Desde o início de seu ministério público e no decorrer de sua missão de anunciar o Reino e denunciar as práticas idolátricas do antirreino propagadas pelos chefes religiosos, Jesus foi perseguido. Foi ficando cada vez mais clara, para Jesus, a percepção de que a realização da vontade do Pai teria que passar pela entrega de sua vida. Mesmo que os evangelhos reflitam a interpretação das comunidades cristãs, há sólidas evidências de que o Jesus terreno revelou ter consciência do significado salvífico de sua morte (RYAN, 2020, p. 60-64). É o que se pode notar na indicação de que não veio para ser servido mas para servir (Mc 10,45), nos anúncios da paixão (Mc 8,31; 9,31; 10,32-34), nos relatos da instituição da eucaristia, em que ele manifesta a confiança de que sua morte servirá para a restauração de Israel e a renovação da aliança divina (Mt 26,26-30; Mc 14,22-26; Lc 22,14-20), e na oração no Getsêmani, na qual ele entrega sua vida àquele a quem chamava de Abbá (Mt 26,36-45; Mc 14,32-42; Lc 22,39-46). O próprio Jesus – e não apenas a comunidade cristã – deve ter lido sua morte à luz de textos proféticos: o martírio de um judeu fiel poderia expiar os pecados do povo (2Mc 7,37-38), o suplício do servo sofredor exerce o papel de sofrimento vicário no plano de Deus (Is 52,13–53,12). A confissão de fé dos primeiros cristãos de que a morte de Jesus tem poder salvífico (1Ts 5,10; Rm 4,25; 1Cor 15,3) certamente se fundamenta em atitudes e palavras do próprio Jesus.

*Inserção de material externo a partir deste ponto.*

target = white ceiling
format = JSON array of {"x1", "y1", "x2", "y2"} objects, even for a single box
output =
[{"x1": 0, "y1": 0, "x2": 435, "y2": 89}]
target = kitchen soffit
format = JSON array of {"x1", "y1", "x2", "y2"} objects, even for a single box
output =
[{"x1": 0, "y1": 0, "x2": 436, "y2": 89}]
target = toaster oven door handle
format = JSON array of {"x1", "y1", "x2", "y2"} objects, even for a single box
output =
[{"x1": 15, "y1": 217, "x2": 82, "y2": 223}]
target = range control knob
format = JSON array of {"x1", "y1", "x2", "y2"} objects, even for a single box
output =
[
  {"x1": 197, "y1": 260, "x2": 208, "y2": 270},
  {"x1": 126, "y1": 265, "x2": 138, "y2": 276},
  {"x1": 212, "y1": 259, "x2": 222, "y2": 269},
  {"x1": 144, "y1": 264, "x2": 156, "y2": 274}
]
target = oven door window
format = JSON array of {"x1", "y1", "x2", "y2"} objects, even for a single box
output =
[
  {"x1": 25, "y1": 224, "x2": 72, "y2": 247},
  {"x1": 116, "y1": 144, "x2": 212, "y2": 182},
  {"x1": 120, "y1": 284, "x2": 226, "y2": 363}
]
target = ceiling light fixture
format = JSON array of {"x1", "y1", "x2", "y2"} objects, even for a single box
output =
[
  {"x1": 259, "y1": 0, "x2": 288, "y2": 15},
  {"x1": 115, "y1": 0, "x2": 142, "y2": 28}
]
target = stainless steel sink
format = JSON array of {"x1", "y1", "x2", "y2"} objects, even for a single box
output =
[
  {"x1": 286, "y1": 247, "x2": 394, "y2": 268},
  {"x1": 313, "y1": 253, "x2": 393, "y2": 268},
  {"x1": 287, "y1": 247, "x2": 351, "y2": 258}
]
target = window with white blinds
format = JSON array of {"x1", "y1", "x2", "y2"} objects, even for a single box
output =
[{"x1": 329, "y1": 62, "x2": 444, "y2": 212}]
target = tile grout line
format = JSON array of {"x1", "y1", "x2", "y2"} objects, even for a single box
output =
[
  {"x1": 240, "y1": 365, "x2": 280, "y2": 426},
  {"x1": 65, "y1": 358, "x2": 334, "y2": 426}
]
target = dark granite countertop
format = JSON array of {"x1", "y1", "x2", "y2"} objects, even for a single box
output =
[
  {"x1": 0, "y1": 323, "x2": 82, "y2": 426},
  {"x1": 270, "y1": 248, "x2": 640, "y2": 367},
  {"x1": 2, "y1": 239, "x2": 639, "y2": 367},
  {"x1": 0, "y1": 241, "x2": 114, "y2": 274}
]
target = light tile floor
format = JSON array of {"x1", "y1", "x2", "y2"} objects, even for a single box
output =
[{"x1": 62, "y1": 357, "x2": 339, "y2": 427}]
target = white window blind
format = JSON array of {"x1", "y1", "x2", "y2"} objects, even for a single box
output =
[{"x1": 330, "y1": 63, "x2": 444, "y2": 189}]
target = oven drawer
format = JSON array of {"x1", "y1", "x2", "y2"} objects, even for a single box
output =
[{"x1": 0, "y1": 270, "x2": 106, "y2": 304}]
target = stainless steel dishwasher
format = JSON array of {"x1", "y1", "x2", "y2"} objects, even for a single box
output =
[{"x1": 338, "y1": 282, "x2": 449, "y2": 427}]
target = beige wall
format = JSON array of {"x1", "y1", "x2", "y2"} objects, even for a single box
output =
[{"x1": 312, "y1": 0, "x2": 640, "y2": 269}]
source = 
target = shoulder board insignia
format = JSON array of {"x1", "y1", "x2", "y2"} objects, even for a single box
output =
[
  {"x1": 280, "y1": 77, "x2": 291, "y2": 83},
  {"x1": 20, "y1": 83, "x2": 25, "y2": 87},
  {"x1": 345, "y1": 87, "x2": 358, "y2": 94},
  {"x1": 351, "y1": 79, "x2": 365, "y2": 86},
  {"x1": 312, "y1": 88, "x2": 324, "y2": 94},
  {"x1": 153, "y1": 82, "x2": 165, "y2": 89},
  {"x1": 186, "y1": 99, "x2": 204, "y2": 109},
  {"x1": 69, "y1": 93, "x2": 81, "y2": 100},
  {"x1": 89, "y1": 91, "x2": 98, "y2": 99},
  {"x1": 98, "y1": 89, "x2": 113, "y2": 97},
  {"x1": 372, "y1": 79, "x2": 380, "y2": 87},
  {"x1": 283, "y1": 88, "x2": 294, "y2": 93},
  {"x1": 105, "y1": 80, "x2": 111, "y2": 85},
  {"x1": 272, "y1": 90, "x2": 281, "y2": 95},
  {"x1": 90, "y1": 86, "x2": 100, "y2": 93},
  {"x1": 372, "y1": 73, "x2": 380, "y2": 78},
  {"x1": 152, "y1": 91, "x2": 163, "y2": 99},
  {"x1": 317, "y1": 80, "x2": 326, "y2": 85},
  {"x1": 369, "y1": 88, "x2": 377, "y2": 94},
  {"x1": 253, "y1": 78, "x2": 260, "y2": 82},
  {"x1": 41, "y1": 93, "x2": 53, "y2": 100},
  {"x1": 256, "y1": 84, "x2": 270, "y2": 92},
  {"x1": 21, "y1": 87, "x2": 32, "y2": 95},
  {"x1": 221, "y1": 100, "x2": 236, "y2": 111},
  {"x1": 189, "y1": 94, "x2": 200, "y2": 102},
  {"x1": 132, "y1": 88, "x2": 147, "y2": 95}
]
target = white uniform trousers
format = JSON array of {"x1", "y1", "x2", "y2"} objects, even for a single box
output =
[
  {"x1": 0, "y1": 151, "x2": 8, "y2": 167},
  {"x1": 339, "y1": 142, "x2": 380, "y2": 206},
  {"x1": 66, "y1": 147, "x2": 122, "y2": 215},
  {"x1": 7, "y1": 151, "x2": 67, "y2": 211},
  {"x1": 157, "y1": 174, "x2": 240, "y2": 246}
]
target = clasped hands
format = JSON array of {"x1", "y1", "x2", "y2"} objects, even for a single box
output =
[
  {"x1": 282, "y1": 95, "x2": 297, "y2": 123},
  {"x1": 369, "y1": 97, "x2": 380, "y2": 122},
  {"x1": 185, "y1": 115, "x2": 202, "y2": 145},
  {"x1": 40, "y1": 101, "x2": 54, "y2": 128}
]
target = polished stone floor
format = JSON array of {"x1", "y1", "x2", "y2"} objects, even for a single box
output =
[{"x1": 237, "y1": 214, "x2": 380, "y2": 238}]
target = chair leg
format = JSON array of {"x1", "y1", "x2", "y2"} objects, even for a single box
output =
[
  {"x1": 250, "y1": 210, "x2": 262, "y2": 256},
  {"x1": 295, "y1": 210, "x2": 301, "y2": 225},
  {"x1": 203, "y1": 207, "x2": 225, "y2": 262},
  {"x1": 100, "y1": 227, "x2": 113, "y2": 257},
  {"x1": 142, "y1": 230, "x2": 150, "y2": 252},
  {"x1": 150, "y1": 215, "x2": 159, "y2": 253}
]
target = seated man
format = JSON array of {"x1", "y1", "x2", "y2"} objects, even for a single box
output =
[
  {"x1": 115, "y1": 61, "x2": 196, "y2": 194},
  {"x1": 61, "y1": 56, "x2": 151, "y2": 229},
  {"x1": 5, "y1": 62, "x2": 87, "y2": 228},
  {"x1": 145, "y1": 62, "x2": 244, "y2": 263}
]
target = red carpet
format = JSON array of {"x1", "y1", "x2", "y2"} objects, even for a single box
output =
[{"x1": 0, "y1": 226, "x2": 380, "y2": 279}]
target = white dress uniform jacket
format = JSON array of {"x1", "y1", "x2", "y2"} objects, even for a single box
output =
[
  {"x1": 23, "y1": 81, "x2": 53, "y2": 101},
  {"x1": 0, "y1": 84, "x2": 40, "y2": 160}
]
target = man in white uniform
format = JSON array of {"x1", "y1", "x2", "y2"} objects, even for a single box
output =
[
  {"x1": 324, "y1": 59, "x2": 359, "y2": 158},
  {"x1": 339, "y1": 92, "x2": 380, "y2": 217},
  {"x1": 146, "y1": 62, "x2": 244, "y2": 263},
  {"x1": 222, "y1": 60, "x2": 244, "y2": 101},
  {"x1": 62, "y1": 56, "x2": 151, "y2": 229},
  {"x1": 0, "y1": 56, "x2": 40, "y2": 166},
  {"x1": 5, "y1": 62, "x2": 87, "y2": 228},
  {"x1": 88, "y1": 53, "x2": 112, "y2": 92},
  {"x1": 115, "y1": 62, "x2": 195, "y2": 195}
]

A morte como oferta sacrificial
Ligada à morte, a ideia de sacrifício foi bastante útil para os Santos Padres explicarem o modo como se dá a salvação do gênero humano por Jesus Cristo (RYAN, 2020, p. 97-100). Clemente de Roma ensinava que o sangue de Cristo foi precioso para o Pai, já que foi derramado para a expiação do pecado humano e trouxe a graça do arrependimento. Atanásio ensinava que Jesus, oferecendo-se a si mesmo como sacrifício sem mancha, entregou-se à morte no lugar de todos os seres humanos, para acertar as contas com a morte e libertá-los das consequências da primeira transgressão. Segundo Ambrósio, por sua auto-oferenda, Jesus redimiu a carne humana, que era sujeita ao pecado. João Crisóstomo, nas homilias sobre a Carta aos Hebreus, se refere à morte de Cristo como sacrifício de propiciação para comprar o fim da raiva de Deus. De modo diverso, Agostinho afirma que o sacrifício de Cristo não foi para aplacar a ira de um Deus furioso, mas consequência de sua encarnação, que implicava a manifestação de sua solidariedade plena, até a morte na cruz, com a humanidade ferida e perdida.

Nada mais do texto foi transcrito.